Confiteor, Jaume CabréConfiteor. Je confesse. J'avoue. Vous, Adrià Ardèvol i Bosch, héros de roman de Jaume Cabré, Espagnol pur sucre qui n'a jamais habité ailleurs que dans le quartier de l'Eixample de Barcelone, sauf pour quatre années d'études doctorales à Tübingen, je n'arrive pas à vous quitter. 771 pages et demie avec vous que j'ai fait durer autant que possible, deux semaines complètes, des heures de lecture et relecture, c'était bien, le meilleur livre que j'ai lu cette année. Bien plus qu'un livre, une lettre-confession, fleuve, à la mesure de votre destin, de notre destin d'Européens du XXème et XXIème siècles.

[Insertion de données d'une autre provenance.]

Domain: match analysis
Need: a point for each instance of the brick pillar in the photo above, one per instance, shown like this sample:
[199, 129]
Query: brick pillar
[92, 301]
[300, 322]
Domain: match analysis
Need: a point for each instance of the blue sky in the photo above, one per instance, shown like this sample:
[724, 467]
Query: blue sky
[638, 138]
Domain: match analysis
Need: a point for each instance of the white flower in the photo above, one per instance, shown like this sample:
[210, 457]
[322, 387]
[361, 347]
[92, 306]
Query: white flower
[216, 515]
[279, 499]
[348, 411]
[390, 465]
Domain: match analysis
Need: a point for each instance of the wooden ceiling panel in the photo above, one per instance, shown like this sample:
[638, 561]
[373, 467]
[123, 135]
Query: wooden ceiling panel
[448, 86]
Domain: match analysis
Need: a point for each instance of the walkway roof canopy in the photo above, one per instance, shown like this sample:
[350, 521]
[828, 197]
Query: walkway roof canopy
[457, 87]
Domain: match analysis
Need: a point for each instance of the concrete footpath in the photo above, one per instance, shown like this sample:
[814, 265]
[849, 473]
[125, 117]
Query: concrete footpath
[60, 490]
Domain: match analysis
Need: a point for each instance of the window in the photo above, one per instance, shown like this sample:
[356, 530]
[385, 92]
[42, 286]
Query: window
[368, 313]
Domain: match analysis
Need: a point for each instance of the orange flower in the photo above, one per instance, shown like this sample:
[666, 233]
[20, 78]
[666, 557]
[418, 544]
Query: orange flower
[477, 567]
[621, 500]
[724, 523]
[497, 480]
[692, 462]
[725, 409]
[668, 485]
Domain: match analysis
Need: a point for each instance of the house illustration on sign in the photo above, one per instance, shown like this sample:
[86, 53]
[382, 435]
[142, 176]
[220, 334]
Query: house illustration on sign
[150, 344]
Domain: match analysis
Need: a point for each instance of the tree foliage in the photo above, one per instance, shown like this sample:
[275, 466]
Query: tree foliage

Pourtant, vous êtes un personnage assez odieux. Pas complètement odieux, mais isolé dans son monde, comme indifférent à ce qui vous entoure. C'est que vous portez une histoire lourde, un père prêtre défroqué, collectionneur fou de manuscrits et d'objets divers dont il a fait commerce, enrichi de manière louche par la spoliation de biens juifs ou le chantage auprès de nazis en fuite après la deuxième guerre mondiale. Un père assassiné et peut-être assassin. Une mère qui ne vous aimait pas. Des siècles aussi de barbarie en Espagne, les monastères, l'Inquisition, le franquisme, en Allemagne le nazisme. Tout cela pèse sur vos épaules, comme l'autorité de votre père, qui a fait de vous un savant multilingue et qui ne vous laissait jamais respirer. Comme celle de votre mère, qui vous rêvait en violoniste virtuose. Comme les convictions de votre unique amour, Sara, la femme juive qui veut réparer la Shoah, mais comment pourrait-elle, même en hurlant et suppliant de rendre aux juifs survivants ce qui leur a été volé dans les camps. Même en vous laissant derrière elle.
 
On ne sait pas trop où vous vous situez, vous, Adrià, dans tout ça. Dans votre appartement de l'Eixample. Au milieu de vos objets, le violon, les manuscrits inédits, les encyclopédies. Sans cesse, vous hésitez, même si vous devenez parfois un héros déterminé. Sans cesse, vous faites du mal, des petites bassesses, des lâchetés, parfois croyant bien faire, parfois seulement indifférent ou insensible. Pauvre Laura, pâle copie de Sara, que vous anéantissez à petit feu et sans même vous en rendre compte (Laura, c'est un peu moi). Plus on avance dans l'histoire, plus on comprend que vous êtes perdu même si vous parlez 13 langues et avez écrit trois livres majeurs en histoire de la pensée. 771 pages et demie de confession à l'automne de votre vie, 771 pages et demie d'émotion et de style. Quand vous vous êtes mis à mélanger les personnages et les époques,  Adrià Ardèvol-Jaume Cabré, je me suis dit : oui, le même malheur transcende les époques et les hommes. Quand vous avez répété certains passages, donnant l'impression qu'on a déjà lu ces paragraphes parce qu'effectivement on les a déjà lus, je me suis dit que vous étiez facétieux, Adrià-Jaume, à nous jouer des tours de mémoire, surtout après 300 et quelques pages, c'est pas déjà assez compliqué comme ça à suivre, votre histoire, qui pourtant avait commencé de façon tellement classique que je pensais que j'allais m'ennuyer.  Au fil du roman, la confusion mentale gagne le lecteur comme l'auteur et c'est ce qui fait qu'on pleure à la fin et qu'on ne sait plus où on en est. C'est ce qui fait qu'on aime Adrià Ardèvol. On devient Adrià et la maladie d'Alzheimer qui le consume et le tue et le rend en même temps enfin accessible, enfin dépouillé de ses défenses. L'esprit s'embrouille, fait tomber les faux-semblants patiemment érigés au cours d'une vie. Il faudrait parler de Bernat aussi, l'ami fidèle, le violoniste réussi et romancier raté, avec sa petitesse dans sa grandeur, ou bien est-ce l'inverse, la nature humaine n'est-ce pas. Tant de personnages. Tant d'Adrià. Un roman magnifique qui prend la forme d'une autobiographie, ou peut-être une autobiographie qui prend la forme du roman.
 
Toute notre petitesse et notre grandeur, c'est ça Adrià Ardèvol i Bosch. Confiteor.